The 1770's and 1780's saw the emergence of ever more shades of colours and each had to have a fetching name. One of the more bizarre colours was "caca dauphin" - to put it politely, the shade took its inspiration from the colour of the newly born dauphin's soiled diapers. Believe it or not it did become quite the rage for a while.
The magazine on fashion, Toilette des Dames, attested to the colour's popularity despite its vulgar name: "the colour adorned all the ornaments and this word - that I recall today with repugnance - was on the lips of all the fashionable ladies."
Some attribute the original spreading of the colour as a fashion statement to the Marquise de Senteur who had allegedly been present at the changing of the little prince's linen when she spotted the "distinct" tone. Apparently, in an effort to spark a trend, she appeared in a satin gown of the same yellowish-brown shade! Others claim that the term was coined by Rose Bertin, the haute couture provider to many a fashionable lady.
For a while the shade became the colour to dress new-born boys in - one can only wonder how long that lasted.
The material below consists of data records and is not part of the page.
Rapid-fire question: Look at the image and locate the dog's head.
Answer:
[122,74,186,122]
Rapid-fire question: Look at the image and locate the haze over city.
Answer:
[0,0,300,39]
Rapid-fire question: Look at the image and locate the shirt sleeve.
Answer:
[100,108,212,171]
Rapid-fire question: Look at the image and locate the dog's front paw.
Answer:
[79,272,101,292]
A floral print on top of "caca du Dauphin" |
It was not just ladies and infants who became attracted to the rather grotesque colour; gentlemen joined in as well. The 1874 "Musée Historique du Costume" refers to a man's silk suit in the colour of "caca dauphin" from the age of Louis XVI. According to the book by Gustave Desnoiresterres on Louis-Sébastien Mercier, the dramatist, Mercier, ordered a silk suit of the same hue from his tailor although he appears to have had some reservations as to whether he actually liked it. But, as he said,: "I do not want to depart from the slightest nuance of the prevailing fashions in either Paris or Versailles...". Apparently, he planned to wear it at the opera and expected a good reaction from his fellow on-lookers.
When a baroness was introduced at court she had ordered a new gown for the vital occasion; the soon-to-be courtier had ordered silk from Lyon in the caca-shade which was combined with a moss green. Some went even further and ordered new curtains in celebration of the newborn.
Once the revolution began such colours - and all others referring to the ancien regime - were very much out of fashion. Instead, those elderly ladies who still dared to show up in their dresses of that shade found themselves likened to "dead leaves".